Agus memaparkan perlindungan pasar domestik menjadi penting lantaran 80% dari semua hasil produksi sektor manufaktur dipasarkan di dalam negeri. Agus menilai negara-negara yang terdampak dari implementasi peningkatan tarif di Amerika Serikat pada paruh kedua tahun ini akan menyasar Indonesia sebagai pasar pengganti Negeri Paman Sam.
"Kita harus mengasumsikan akan ada negara-negara yang terdampak terhadap peningkatan tarif di pemerintahan Presiden Amerika Serikat Donald J Trump ini. Pasar selanjutnya yang paling seksi setelah Amerika Serikat adalah kita, Indonesia," kata Agus di Gedung DPR, Selasa (29/4).
Untuk diketahui, Cina mendapatkan peningkatan tarif di Amerika Serikat paling tinggi, yakni sebesar 145%. Sementara itu, lima dari 10 negara anggota ASEAN mendapatkan tarif yang lebih tinggi, seperti Kamboja (49%), Laos (48%), Vietnam (46%), Myanmar (44%), dan Thailand (36%).

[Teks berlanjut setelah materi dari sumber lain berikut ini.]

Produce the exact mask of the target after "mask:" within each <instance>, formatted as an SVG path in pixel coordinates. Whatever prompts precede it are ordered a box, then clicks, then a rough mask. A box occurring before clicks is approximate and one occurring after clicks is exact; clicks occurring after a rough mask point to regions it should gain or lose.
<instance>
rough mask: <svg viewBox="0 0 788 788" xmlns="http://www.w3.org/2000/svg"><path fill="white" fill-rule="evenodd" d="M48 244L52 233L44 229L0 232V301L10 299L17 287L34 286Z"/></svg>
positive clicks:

Di samping itu, Agus menilai peningkatan investasi di dalam negeri akibat Tarif Trump merupakan strategi yang umum dilakukan pabrikan dengan berorientasi ekspor ke AS dan berada di negara terdampak. Sebab, peningkatan tarif yang dialami produk asal Indonesia di Negeri Hollywood sebesar 32%.
"Jadi, Indonesia dianggap lebih bersabar untuk mengirim barang-barang ke Amerika Serikat, itu strategi yang biasa di perusahaan. Namun yang harus digaris bawahi adalah jangan sampai negara terdampak menyasar Indonesia sebagai pasar baru," katanya.

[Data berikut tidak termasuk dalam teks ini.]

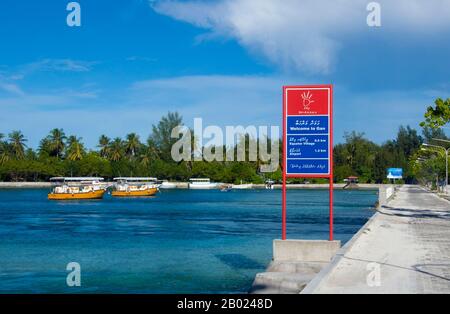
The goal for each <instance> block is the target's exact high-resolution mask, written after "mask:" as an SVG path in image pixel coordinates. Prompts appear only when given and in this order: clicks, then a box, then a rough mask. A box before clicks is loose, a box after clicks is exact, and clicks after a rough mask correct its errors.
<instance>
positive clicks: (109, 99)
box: [0, 75, 442, 147]
mask: <svg viewBox="0 0 450 314" xmlns="http://www.w3.org/2000/svg"><path fill="white" fill-rule="evenodd" d="M294 82H295V83H298V84H305V83H306V81H305V80H304V79H301V78H298V77H293V78H287V77H285V76H283V77H278V76H256V75H255V76H225V75H211V76H182V77H169V78H165V79H154V80H146V81H139V82H135V83H134V84H132V85H131V86H129V87H128V88H124V89H121V90H111V91H109V93H108V92H102V94H101V97H97V98H96V97H94V95H96V94H95V93H96V91H95V90H92V91H91V90H89V89H87V88H84V89H83V88H81V89H78V90H69V89H66V90H46V91H45V90H41V91H40V93H36V94H33V93H30V94H26V95H22V96H19V95H14V94H11V95H9V96H8V97H1V96H0V132H2V133H7V132H9V131H10V130H14V129H20V130H22V131H23V132H24V134H26V136H27V138H28V139H29V143H30V145H31V146H36V145H37V144H38V142H39V140H40V139H41V138H42V137H44V136H45V135H46V134H47V132H48V131H49V129H51V128H54V127H62V128H64V129H65V130H66V132H67V133H69V134H77V135H78V136H82V137H83V139H84V141H85V142H86V144H87V145H88V147H95V145H96V142H97V139H98V137H99V135H100V134H103V133H105V134H107V135H108V136H111V137H115V136H122V137H123V136H124V135H125V134H126V133H129V132H137V133H138V134H140V135H141V137H142V138H143V139H145V138H146V137H147V136H148V135H149V133H150V132H151V125H152V124H154V123H157V122H158V120H159V119H160V117H161V116H163V115H165V114H166V113H167V112H168V111H178V112H179V113H180V114H181V115H183V117H184V121H185V123H186V124H187V125H189V126H192V123H193V119H194V118H196V117H201V118H203V122H204V125H205V126H206V125H218V126H222V127H223V126H226V125H243V126H248V125H257V126H258V125H278V126H280V125H281V117H282V105H281V103H282V96H281V92H282V89H281V87H282V85H283V84H292V83H294ZM91 87H92V86H91ZM440 88H441V86H436V89H437V90H436V91H433V90H432V89H427V90H416V89H411V90H397V91H376V92H375V91H359V92H355V91H352V90H349V89H347V88H346V87H345V86H341V85H335V95H334V121H335V123H334V126H335V132H334V134H335V140H336V142H340V141H342V139H343V134H344V132H345V131H352V130H356V131H361V132H365V133H366V135H367V137H368V138H370V139H372V140H374V141H376V142H382V141H385V140H387V139H391V138H392V137H393V136H394V135H395V133H396V132H397V129H398V127H399V125H400V124H405V125H406V124H409V125H411V126H412V127H418V123H419V122H420V121H421V120H422V119H423V113H424V111H425V108H426V106H427V105H430V104H432V103H433V100H434V99H435V98H436V97H438V96H442V94H441V93H440V92H439V91H438V90H440Z"/></svg>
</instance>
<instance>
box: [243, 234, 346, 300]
mask: <svg viewBox="0 0 450 314" xmlns="http://www.w3.org/2000/svg"><path fill="white" fill-rule="evenodd" d="M340 247H341V243H340V241H309V240H286V241H282V240H274V241H273V260H272V262H271V263H270V265H269V267H268V268H267V270H266V272H264V273H259V274H257V275H256V278H255V281H254V282H253V285H252V288H251V290H250V293H253V294H271V293H276V294H280V293H281V294H297V293H299V292H300V291H302V290H303V289H304V288H305V286H306V285H307V284H308V283H309V282H310V281H311V280H312V279H313V278H314V276H315V275H316V274H317V273H319V272H320V270H321V269H322V268H324V267H325V266H326V265H328V264H329V263H330V261H331V259H332V258H333V256H334V255H335V254H336V252H337V251H338V250H339V248H340Z"/></svg>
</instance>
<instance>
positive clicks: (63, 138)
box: [44, 129, 67, 159]
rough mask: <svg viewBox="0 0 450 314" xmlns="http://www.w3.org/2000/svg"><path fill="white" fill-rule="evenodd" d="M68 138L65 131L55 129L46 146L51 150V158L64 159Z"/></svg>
mask: <svg viewBox="0 0 450 314" xmlns="http://www.w3.org/2000/svg"><path fill="white" fill-rule="evenodd" d="M66 139H67V137H66V135H65V133H64V130H63V129H53V130H51V131H50V135H49V136H48V141H46V142H45V143H44V144H46V145H48V147H46V149H49V150H50V156H54V157H56V158H58V159H60V158H62V156H63V153H64V150H65V148H66V143H65V141H66Z"/></svg>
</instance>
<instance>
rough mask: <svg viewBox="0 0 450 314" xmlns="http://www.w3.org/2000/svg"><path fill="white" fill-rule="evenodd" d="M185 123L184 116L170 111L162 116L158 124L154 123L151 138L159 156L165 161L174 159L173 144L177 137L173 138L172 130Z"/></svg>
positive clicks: (173, 143)
mask: <svg viewBox="0 0 450 314" xmlns="http://www.w3.org/2000/svg"><path fill="white" fill-rule="evenodd" d="M182 125H183V118H182V117H181V116H180V115H179V114H178V112H174V113H172V112H169V113H168V114H167V115H166V116H164V117H162V118H161V120H160V121H159V123H158V124H157V125H153V127H152V134H151V135H150V140H151V141H152V142H153V143H154V144H155V146H156V148H157V150H158V153H159V158H161V159H162V160H165V161H172V156H171V150H172V145H173V144H174V143H175V142H176V141H177V139H173V138H171V134H172V130H173V129H174V128H175V127H177V126H182Z"/></svg>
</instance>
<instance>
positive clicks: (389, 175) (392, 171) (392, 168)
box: [387, 168, 403, 179]
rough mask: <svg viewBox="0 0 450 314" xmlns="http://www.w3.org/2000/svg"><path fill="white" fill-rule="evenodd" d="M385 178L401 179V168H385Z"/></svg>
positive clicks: (388, 178)
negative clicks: (385, 173) (385, 169)
mask: <svg viewBox="0 0 450 314" xmlns="http://www.w3.org/2000/svg"><path fill="white" fill-rule="evenodd" d="M387 178H388V179H402V178H403V169H402V168H389V169H388V170H387Z"/></svg>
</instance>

Asosiasi Produsen Serat dan Benang Filament Indonesia (APSyFI) mengumumkan adanya investasi senilai US$ 250 juta atau sekitar Rp 4,2 triliun yang akan memasuki industri tekstil pada tahun ini. Investasi tersebut akan digunakan untuk reaktivasi mesin produksi oleh tiga perusahaan yang sudah ada, serta pembangunan pabrik baru yang berasal dari relokasi pabrik asal Cina.
Ketua Umum APSyFI Redma Wirawasta menjelaskan bahwa investasi ini didorong oleh dua faktor utama. Pertama, terbitnya rekomendasi pengenaan Bea Masuk Anti Dumping (BMAD) terhadap filamen, dan kedua, penambahan tarif oleh pemerintah Amerika Serikat (AS) untuk barang asal Cina.

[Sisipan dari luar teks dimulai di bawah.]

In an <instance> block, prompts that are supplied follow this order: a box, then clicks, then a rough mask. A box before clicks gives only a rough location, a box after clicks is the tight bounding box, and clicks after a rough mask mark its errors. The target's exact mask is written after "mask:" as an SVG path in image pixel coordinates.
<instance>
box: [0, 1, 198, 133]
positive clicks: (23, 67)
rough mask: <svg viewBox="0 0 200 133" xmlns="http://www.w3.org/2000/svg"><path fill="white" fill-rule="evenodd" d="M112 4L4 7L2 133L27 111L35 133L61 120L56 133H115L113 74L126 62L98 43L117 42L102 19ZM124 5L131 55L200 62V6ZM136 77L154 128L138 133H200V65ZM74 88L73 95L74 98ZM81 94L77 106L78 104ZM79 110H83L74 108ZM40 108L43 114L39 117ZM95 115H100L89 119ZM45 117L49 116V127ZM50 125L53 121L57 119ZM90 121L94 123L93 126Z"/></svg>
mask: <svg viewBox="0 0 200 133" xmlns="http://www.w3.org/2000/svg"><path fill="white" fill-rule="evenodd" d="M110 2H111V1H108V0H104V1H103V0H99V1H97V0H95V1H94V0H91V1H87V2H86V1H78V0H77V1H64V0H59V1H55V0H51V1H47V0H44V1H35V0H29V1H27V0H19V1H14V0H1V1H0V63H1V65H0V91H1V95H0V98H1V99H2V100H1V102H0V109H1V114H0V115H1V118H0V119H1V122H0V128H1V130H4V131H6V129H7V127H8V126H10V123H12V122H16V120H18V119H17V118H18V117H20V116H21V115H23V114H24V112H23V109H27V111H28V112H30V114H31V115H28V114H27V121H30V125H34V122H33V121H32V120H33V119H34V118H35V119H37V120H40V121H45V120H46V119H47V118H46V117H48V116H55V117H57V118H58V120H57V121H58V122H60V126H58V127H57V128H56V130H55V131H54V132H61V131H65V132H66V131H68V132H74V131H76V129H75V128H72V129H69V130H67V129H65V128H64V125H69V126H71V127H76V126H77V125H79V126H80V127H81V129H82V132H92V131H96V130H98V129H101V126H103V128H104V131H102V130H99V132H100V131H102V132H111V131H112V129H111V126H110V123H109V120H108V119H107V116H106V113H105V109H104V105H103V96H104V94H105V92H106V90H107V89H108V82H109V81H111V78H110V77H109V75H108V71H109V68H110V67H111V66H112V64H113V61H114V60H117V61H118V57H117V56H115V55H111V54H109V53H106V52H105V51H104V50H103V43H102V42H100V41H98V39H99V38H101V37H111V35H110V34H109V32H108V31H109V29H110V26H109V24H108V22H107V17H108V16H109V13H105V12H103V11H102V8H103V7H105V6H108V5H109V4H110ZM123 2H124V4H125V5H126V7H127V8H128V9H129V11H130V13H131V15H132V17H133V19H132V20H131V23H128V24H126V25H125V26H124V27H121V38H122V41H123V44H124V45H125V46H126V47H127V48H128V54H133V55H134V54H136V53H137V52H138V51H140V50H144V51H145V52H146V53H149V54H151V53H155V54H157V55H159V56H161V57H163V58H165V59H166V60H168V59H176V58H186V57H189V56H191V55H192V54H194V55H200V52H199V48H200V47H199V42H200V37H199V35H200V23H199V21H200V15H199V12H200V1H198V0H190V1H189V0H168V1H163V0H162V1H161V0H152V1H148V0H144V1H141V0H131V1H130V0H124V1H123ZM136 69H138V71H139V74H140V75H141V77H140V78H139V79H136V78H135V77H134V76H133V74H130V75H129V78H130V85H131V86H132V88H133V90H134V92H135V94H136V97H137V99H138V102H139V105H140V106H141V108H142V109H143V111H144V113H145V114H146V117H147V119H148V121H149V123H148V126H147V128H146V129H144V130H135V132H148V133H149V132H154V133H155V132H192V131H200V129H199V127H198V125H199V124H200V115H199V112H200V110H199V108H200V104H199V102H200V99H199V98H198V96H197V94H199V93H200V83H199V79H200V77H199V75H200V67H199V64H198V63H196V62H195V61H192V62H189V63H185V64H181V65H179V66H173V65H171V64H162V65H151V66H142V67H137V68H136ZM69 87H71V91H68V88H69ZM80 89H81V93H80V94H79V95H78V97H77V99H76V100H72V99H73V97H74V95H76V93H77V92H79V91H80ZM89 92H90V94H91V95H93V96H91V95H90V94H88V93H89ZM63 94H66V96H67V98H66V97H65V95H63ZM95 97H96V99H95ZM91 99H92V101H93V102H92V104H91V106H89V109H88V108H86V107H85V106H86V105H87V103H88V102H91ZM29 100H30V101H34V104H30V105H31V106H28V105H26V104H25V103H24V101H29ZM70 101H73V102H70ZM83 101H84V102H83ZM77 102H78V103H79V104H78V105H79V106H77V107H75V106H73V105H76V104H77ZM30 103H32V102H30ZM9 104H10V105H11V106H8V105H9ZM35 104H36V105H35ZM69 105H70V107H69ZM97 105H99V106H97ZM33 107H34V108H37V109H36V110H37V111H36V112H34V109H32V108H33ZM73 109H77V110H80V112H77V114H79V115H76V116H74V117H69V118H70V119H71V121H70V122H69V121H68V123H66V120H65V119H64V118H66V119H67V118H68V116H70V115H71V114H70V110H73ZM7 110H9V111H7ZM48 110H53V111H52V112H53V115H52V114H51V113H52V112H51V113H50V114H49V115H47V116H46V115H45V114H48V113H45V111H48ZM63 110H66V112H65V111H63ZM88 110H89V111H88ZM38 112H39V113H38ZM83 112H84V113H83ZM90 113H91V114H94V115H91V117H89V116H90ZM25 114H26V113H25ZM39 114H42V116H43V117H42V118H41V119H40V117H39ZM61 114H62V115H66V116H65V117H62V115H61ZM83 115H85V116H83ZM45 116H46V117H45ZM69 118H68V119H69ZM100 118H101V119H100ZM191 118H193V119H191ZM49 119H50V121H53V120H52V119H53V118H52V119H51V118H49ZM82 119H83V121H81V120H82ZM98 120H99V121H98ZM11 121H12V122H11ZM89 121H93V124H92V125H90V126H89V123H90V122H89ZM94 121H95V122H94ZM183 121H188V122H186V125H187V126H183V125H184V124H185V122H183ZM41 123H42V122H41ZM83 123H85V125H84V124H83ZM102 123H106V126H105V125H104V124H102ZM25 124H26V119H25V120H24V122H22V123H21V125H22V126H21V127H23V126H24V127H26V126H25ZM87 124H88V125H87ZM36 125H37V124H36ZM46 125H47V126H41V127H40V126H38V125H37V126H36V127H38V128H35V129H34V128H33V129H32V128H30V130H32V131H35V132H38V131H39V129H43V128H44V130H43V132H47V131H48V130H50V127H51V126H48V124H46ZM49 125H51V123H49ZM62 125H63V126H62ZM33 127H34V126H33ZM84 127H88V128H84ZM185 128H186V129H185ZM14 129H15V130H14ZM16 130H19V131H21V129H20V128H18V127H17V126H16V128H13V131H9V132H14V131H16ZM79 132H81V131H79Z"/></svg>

"Tanpa negosiasi yang dilakukan pemerintah Indonesia untuk menurunkan tarif yang dikenakan pada barang lokal di AS, keempat investasi ini akan tetap berjalan," kata Redma kepada Katadata.co.id pada Selasa (29/4).
Namun, Redma menegaskan bahwa kunci realisasi potensi investasi tersebut terletak pada konversi rekomendasi BMAD filamen menjadi kebijakan resmi. Selain itu, Redma juga menekankan bahwa saat ini serat dan benang impor menguasai 54% pasar domestik, dan angka tersebut harus ditekan menjadi 25% agar investasi senilai Rp 4,2 triliun dapat terealisasi.
Saat ini, volume serat dan benang di pasar hanya sekitar 880.000 ton atau 46% dari kapasitas total. Akibatnya, tingkat utilisasi produksi industri tekstil pun turun menjadi hanya 45%. Ia memproyeksikan bahwa implementasi BMAD dapat meningkatkan utilisasi produksi industri tekstil domestik menjadi 70% pada tahun ini.